The country is proud of its dead poets. It takes terrific satisfaction in the poets’ testimony that the USA is too tough, too big, too much, too rugged, that American reality is overpowering. And to be a poet is a school thing, a skirt thing, a church thing.… Orpheus moved stones and trees. But a poet can’t perform a hysterectomy or send a vehicle out of the solar system.
46
But the channel is always there, Bellow argues, in the kind of university which enables students to ‘make final judgments and put everything together’. Bellow refers to this as ‘that part of us which is conscious of a higher consciousness…. The independence of this consciousness, which has the strength to be immune
… from the distractions of our immediate surroundings, is what the life struggle is all about.’ He concludes:
The soul has to find and hold its ground against hostile forces, sometimes embodied in ideas which frequently deny its very existence, and which indeed often seem to be trying to annul it altogether.
47
Would Newman have deplored the sacking of Berkeley academics during the McCarthy era? Or applauded the student protests in the 1960s against the Vietnam War? Newman sets the scene of an academic community with passion, commitment, and potential for activism as a place
in which the intellect may safely range and speculate, sure to find its equal in some antagonist activity, and its judge in the tribunal of truth … where the professor becomes eloquent and is missionary and a preacher, displaying his science in its most complete and most winning form, pouring it forth with the zeal of enthusiasm, and lighting up his own love of it in the breasts of his hearers.
48
Zeal gives rise to radicalism, or dissent, where members of the community feel ‘a disgust and abhorrence, towards excesses and enormities of evil, which are often or ordinarily reached at length by those who are not careful from the first to set themselves against what is vicious and criminal’.
49
CHAPTER 12
Tribulations, heresy, and the faithful
‘What is the province of the laity? To hunt, to shoot, to entertain. These matters they understand, but to meddle with ecclesiastical matters they have no right
at all … Dr Newman is the most dangerous man in England …’
LETTER FROM MONSIGNOR GEORGE TALBOT TO MONSIGNOR HENRY MANNING
‘I listen, and I hear the sound of voices, grave and musical, renewing the old chant, with which Augustine greeted Ethelbert in the free air upon the Kentish strand.’ Newman preached these words at Oscott College on 13 July 1852.
1
The occasion was the first synod of the newly restored Catholic hierarchy; the sermon was entitled ‘The Second Spring’. ‘Something strange is passing over this land, by the very surprise, by the very commotion, which it excites’, he went on. ‘It is the Coming in of a Second Spring; it is a restoration in the moral world.’
2
The college chapel, recently furnished by Pugin, was filled to capacity with bishops, clergy, and representatives of the religious orders.

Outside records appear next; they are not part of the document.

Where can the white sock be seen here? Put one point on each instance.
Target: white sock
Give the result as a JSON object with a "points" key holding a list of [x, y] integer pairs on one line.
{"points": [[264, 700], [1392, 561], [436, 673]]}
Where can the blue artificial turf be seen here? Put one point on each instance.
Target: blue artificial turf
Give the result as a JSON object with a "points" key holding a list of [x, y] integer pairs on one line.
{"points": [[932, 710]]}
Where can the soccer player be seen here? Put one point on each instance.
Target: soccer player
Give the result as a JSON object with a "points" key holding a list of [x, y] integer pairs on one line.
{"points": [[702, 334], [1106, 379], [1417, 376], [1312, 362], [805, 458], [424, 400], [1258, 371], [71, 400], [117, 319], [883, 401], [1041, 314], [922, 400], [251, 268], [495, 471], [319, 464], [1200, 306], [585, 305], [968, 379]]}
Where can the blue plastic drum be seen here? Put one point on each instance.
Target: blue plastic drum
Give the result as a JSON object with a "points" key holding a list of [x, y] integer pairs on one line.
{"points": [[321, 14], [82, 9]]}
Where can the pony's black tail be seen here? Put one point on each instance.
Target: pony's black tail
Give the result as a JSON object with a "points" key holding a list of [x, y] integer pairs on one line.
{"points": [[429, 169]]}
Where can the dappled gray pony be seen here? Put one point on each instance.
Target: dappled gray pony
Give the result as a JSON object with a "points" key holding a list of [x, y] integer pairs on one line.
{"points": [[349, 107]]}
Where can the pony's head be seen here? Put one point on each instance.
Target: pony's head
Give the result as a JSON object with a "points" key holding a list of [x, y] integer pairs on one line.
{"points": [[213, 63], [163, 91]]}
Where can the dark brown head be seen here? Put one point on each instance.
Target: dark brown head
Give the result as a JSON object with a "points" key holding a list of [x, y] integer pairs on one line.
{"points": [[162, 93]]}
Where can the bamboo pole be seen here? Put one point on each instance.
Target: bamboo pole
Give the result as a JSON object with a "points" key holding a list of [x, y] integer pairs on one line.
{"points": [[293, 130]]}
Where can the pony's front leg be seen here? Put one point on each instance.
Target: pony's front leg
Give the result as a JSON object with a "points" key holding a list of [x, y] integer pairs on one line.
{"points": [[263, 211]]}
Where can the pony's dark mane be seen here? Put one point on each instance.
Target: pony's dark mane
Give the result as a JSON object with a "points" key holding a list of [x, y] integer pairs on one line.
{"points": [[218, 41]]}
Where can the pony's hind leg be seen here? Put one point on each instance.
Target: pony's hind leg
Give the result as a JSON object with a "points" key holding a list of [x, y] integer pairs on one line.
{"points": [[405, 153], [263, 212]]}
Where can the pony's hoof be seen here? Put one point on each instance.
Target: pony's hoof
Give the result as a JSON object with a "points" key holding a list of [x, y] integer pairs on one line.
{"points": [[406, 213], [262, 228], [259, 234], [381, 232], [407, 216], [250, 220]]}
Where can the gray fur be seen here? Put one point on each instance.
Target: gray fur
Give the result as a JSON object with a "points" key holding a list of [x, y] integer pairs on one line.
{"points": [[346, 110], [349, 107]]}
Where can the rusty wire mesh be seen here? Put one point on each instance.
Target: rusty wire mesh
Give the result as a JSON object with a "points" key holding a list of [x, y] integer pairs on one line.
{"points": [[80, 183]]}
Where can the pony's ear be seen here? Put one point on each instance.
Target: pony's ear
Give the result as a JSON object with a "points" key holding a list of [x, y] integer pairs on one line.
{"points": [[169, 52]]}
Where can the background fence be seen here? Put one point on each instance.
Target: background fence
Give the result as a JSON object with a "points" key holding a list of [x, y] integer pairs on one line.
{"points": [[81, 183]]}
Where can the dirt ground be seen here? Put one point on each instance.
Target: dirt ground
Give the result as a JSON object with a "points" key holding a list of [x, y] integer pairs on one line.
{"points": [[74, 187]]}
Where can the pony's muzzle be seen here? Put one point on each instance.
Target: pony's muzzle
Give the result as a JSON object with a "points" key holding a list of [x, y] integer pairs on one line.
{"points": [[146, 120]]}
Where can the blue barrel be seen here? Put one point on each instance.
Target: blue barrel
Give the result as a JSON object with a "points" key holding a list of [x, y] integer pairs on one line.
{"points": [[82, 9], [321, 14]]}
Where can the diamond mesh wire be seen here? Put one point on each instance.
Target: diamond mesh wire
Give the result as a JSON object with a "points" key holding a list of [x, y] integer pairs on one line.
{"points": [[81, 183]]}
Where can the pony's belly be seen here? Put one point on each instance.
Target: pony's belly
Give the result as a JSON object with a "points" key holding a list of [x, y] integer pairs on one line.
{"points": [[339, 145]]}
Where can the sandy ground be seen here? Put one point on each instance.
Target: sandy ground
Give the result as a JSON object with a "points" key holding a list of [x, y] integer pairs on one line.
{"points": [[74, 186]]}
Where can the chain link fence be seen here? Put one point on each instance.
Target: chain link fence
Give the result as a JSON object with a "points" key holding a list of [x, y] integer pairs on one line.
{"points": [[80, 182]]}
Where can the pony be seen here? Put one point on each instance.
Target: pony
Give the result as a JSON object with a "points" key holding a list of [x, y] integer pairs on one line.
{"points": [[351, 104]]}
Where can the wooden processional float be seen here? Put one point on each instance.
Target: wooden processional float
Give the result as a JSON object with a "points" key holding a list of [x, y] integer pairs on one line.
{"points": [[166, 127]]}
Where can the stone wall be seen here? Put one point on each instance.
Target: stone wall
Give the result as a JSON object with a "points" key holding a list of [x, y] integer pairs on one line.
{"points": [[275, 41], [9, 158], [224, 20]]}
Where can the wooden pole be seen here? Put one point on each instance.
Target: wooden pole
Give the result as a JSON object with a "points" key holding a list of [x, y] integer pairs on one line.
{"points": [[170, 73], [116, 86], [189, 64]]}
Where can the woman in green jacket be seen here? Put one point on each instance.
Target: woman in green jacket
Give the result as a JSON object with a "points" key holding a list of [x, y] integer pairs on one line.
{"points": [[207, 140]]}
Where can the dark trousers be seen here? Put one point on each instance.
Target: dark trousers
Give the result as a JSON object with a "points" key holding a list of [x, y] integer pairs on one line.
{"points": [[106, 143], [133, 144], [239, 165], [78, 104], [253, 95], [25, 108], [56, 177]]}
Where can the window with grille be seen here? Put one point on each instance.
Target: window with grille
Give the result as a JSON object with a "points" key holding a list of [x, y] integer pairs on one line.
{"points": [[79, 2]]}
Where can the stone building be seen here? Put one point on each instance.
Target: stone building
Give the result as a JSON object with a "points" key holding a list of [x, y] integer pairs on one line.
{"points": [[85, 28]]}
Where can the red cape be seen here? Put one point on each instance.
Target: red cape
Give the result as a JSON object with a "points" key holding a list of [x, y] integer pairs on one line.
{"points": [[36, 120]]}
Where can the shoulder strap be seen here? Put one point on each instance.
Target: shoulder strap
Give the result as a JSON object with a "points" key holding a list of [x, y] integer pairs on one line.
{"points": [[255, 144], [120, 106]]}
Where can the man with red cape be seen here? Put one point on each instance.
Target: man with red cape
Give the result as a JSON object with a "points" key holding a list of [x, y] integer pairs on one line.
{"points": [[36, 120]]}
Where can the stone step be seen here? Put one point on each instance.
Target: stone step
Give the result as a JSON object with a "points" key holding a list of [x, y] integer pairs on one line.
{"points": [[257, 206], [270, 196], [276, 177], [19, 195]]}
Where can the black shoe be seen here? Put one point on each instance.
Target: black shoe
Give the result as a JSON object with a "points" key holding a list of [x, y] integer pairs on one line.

He spoke of the magnificence of Oscott’s buildings, and the procession through its cloisters of vested, chanting clergy in due precedence. He pulled out all the rhetorical stops as he reflected on the dark days of persecution when Catholics in England had survived, like the persecuted early Christians, ‘in corners, and alleys, and cellars, and the housetops, or in the recesses of the country; cut off from the populous world around them, and simply seen, as if through a mist or in twilight, as ghosts flitting to and fro …’
3
A Second Spring had come, but he offered a warning, exploiting the vernal conceit with a characteristically paradoxical flourish. This Spring, he reflected, might ‘turn out to be an English spring, an uncertain, anxious time of hope and fear, of joy and suffering, – of bright promise and budding hopes, yet withal, of keen blasts, and cold showers, and sudden storms.’
4
It was not among the best of his sermons, but there was a touch of the old magic in his words and the delivery; many in the congregation wept openly, including Cardinal Wiseman. They crowded around him affectionately in the college cloisters, offering their congratulations. Yet it would not be long before Newman himself would experience ‘cold showers’ of that spring time.